Bandwidth Optimization.
The goal of the bandwidth experiment was to maintain the initial center filter wavelengths used in the Foss FT120 instrument (Table 1) and change the bandwidths for all sample and reference virtual filters in the LactoScope FTIR instrument to determine the impact of bandwidth on the size of the intercorrection factors. However, when beginning with a bandwidth of 80 cm^–1, we found that the position of the center wavelength had to be moved (as compared with the Foss FT120 recommended center wavelength) to avoid too much overlap with areas of intense water absorbance. Therefore, center wavelengths used to determine the impact of systematically changing bandwidth are shown in Table 2. As the bandwidth was decreased simultaneously for the sample and reference wavelengths from a frequency of 80 to 40 cm^–1, at a constant center wavelength for each the sample and reference filter pair, the intercorrection factors became closer to zero (Table 2). The primary reason for the decrease in size of the intercorrection factors with decreasing bandwidth was the decrease in overlap of the sample wavelengths with background water absorbance. Thus, in the next experiment on center wavelength optimization, the smallest practical bandwidths (as shown in Table 3) were used.

View larger version (23K): [in this window] [in a new window]   Figure 3. Mid-infrared transmission spectra of milk (with the water subtracted) from a LactoScope Fourier transform infrared instrument (Delta Instruments, Drachten, the Netherlands) expanded to show sample (S) and reference (R) mean center wavelengths and bandwidths for initial (i) optical and optimized virtual (o) filters: a) fat B (center wavelengths: Si = 3.48 µm, So = 3.508 µm, Ri = 3.60 µm, Ro = 3.556 µm); b) lactose (center wavelengths: Si = 9.61 µm, So = 9.542 µm, Ri = 7.70 µm, Ro = 7.734 µm); c) protein (center wavelengths: Si = 6.46 µm, So = 6.489 µm, Ri = 6.70 µm, Ro = 6.707 µm); and d) fat A (center wavelengths: Si = 5.73 µm, So = 5.721 µm, Ri = 5.60 µm, Ro = 5.583 µm).

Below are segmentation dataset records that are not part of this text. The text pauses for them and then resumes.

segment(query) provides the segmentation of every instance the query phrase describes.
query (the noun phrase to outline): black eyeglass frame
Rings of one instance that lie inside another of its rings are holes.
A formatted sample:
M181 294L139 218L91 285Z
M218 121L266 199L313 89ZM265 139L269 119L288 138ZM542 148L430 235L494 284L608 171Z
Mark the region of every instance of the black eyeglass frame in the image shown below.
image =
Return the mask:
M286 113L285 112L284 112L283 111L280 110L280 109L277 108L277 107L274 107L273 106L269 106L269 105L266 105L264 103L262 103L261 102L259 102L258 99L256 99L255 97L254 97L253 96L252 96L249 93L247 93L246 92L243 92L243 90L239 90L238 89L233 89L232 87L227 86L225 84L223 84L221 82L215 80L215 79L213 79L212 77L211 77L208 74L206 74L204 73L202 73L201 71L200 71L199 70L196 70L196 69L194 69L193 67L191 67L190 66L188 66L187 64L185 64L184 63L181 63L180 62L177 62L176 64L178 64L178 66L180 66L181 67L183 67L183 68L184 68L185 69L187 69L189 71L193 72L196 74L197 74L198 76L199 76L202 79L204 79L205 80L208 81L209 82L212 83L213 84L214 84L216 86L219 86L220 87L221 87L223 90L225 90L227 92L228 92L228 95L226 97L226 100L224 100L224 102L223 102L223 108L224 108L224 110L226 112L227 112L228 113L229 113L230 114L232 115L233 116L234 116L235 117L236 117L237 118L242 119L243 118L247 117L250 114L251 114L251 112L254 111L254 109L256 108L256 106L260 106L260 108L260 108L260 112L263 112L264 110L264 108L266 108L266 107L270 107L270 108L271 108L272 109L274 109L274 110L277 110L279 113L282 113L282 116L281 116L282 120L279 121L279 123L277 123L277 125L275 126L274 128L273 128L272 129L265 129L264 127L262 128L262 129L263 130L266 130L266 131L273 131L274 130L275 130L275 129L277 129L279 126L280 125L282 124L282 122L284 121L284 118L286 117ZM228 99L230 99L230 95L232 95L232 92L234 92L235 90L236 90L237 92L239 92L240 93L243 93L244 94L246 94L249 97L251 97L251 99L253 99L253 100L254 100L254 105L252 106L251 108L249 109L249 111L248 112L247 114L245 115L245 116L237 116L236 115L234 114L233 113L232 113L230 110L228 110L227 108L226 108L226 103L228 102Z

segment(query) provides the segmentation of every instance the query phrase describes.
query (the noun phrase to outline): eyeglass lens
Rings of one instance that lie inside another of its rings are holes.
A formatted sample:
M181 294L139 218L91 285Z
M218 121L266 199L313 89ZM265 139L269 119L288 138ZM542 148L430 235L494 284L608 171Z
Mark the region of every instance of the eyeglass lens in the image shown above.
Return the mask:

The initial sample center wavelength used for protein measurement with optical filters was 6.46 µm (Table 1 and Figure 3c) and was adjacent to the area of intense water absorption because of the O-H scissoring vibration at 6 µm (Figure 1). The use of narrower bandwidths for both the virtual sample and reference filters increased the net difference in absorbance between them (Figure 3c). The sample and reference center wavelengths for protein were moved from the initial values of 6.46 and 6.70 µm (Table 1 and Figure 3c) to optimized values of 6.489 and 6.707 µm (Table 3 and Figure 3c), respectively, to move them farther away from the water absorption peak. The optimized virtual sample and reference center wavelengths and bandwidths for protein shown in Table 3 also reduced the sensitivity of the protein measurement to variations in sample temperature, which improved repeatability (data not shown).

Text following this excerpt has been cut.